The last and final gate allows access to the house. The same guard from the second gate runs alongside the car and opens this third gate for us (which probably explains why he was much faster during our run).


Driveway/Parking Lot

At any given point, there are between two and six cars parked in this driveway. They are washed everyday (even if we do not drive them), and are often shuffled around to make room.


Home Sweet Home

Welcome home!

This house became our home; we lived upstairs in two rooms (four girls in one, eight guys in the other) and slept in bunkbeds cloaked in mosquito nets. Two of the Partners for Care staff live at the house, while others freely come in and out to do work, or sleep on the couch for early morning wake up calls. We feel so fortunate to be welcomed into their home with open arms and tried our best not to be a nuisance. While I’m happy to return to Columbus and sleep in a house I do not share with 15 other people, I will miss my Kenyan home……and my new GAP family.

Last day in Zanzibar

As our trip to Zanzibar came to an end, we spent the final day visiting historical sites and getting in some last minute beach time.  Stone Town is filled with interesting locales and the island itself is a crossroads of East African, European, Indian, and Arabic culture. This results in an interesting mix of architecture and a complex history.

Churches and Mosques mixed together in Stone Town

Churches and Mosques mixed together in Stone Town


The West side of the town is a maze a tiny streets that can be difficult to navigate, but exploring the city is well worth the effort.  Each turn reveals art stands, boutiques, corner cafes, historic sites, and locals willing to chat.  While the weather and scenery are beautiful, some of the cities more somber landmarks point to a checkered past.  We took a guided tour of the old slave market, and it was a sobering experience to understand how bad the conditions had been and learn about the huge volume of people who passed through the slave markets of Zanzibar.

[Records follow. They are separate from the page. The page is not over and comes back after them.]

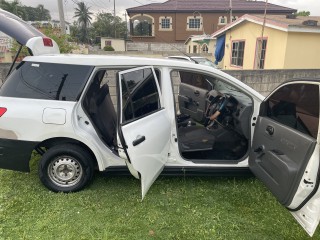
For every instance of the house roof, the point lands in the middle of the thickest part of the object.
(238, 6)
(279, 22)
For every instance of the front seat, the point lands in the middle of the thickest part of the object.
(106, 117)
(195, 138)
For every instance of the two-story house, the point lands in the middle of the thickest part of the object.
(175, 20)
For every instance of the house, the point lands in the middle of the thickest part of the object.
(175, 20)
(200, 44)
(276, 42)
(117, 44)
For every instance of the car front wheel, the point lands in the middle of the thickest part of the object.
(66, 168)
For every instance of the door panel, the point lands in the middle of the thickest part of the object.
(192, 101)
(144, 126)
(279, 157)
(148, 143)
(285, 149)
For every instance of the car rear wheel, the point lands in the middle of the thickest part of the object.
(66, 168)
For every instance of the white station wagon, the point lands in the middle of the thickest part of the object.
(168, 115)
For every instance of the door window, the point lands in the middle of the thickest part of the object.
(296, 106)
(140, 95)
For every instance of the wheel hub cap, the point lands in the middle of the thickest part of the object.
(65, 171)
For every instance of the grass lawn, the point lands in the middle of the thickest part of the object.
(174, 208)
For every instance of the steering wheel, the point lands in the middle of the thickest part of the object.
(217, 105)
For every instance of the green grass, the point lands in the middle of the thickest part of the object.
(174, 208)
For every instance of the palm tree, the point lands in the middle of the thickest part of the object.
(84, 20)
(43, 13)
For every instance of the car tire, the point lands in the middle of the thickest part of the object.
(66, 168)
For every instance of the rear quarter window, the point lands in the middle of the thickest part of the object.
(46, 81)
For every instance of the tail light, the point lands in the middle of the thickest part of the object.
(2, 111)
(47, 42)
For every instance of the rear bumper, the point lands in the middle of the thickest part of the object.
(15, 154)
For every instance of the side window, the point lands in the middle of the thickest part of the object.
(296, 106)
(46, 81)
(196, 80)
(140, 94)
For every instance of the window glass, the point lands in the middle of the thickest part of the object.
(261, 53)
(140, 95)
(296, 106)
(46, 81)
(237, 53)
(196, 79)
(194, 23)
(165, 23)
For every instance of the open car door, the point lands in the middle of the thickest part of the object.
(143, 127)
(27, 35)
(285, 149)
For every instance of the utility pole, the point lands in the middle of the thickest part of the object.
(114, 18)
(126, 33)
(230, 5)
(61, 16)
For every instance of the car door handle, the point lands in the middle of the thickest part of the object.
(270, 130)
(259, 149)
(139, 140)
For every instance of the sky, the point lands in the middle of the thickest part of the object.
(107, 6)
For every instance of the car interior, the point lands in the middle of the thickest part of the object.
(201, 139)
(199, 96)
(99, 107)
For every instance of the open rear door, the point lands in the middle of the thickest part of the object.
(285, 150)
(144, 128)
(26, 34)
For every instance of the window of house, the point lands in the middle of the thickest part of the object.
(222, 20)
(290, 106)
(195, 49)
(205, 48)
(194, 23)
(237, 53)
(260, 53)
(165, 23)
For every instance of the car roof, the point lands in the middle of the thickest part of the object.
(126, 61)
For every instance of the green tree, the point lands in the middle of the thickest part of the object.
(303, 13)
(106, 25)
(84, 18)
(14, 7)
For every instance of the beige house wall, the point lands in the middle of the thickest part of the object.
(250, 32)
(211, 46)
(303, 51)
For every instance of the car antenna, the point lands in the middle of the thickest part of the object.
(177, 49)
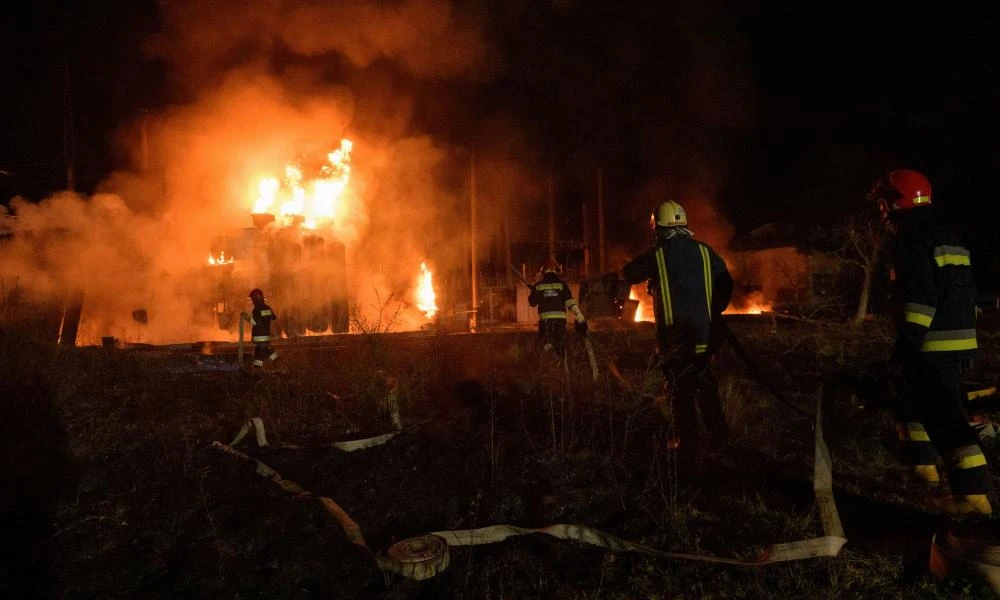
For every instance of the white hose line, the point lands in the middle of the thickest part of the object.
(425, 556)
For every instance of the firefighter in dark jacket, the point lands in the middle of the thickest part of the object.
(260, 321)
(691, 286)
(935, 295)
(553, 298)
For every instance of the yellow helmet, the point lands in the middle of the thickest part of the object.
(668, 214)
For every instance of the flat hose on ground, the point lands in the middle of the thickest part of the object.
(969, 550)
(425, 556)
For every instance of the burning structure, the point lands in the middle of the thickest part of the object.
(292, 251)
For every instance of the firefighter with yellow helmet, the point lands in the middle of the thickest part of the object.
(260, 322)
(553, 298)
(691, 286)
(935, 294)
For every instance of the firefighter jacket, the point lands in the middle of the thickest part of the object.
(934, 289)
(260, 321)
(553, 298)
(690, 285)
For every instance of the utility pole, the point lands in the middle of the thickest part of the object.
(552, 221)
(69, 141)
(145, 140)
(473, 313)
(508, 259)
(601, 248)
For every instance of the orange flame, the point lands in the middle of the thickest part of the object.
(754, 304)
(315, 201)
(426, 299)
(643, 312)
(221, 259)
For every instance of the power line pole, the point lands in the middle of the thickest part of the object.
(552, 221)
(473, 224)
(69, 141)
(601, 248)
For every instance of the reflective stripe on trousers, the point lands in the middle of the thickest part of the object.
(915, 445)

Our guide shows how slaves were collared down in holding pits.  This room was meant for 75 women and children.

Our guide shows how slaves were collared down in holding pits. This room was meant for 75 women and children and there’s little to see of it outside this picture.

Monument outside the old market.

Monument outside the old market.

Anglican Church outside the market.  The British were instrumental in ending the slave trade in Zanzibar.

Anglican Church outside the market. The British were instrumental in ending the slave trade in Zanzibar.

After touring the town, we hired a local cab to take us to the East side of the island and Pongwe beach.  We found out the hard way that the tourist season hadn’t started yet, and most the hotels with beach access were still closed.  Luckily, our cab driver was willing to press on. After a drive through the town of Pongwe, we came across the Zanzibar Rock Resort.  We sat down to have lunch and were able to walk down to the water right from the resort’s sea side restaurant.  (I’m not a paid sponsor of the Zanzibar Rock Resort, but I would highly recommend staying there if you ever end up on the island.)

I would have taken more pictures but I was too busy enjoying the beach

I would have taken more pictures but I was too busy enjoying the beach

We were sad to say goodbye, but eventually we had to jump back in the taxi and head to the airport.  Visiting Zanzibar was a great time and the perfect way to wrap up the team’s last week in Africa.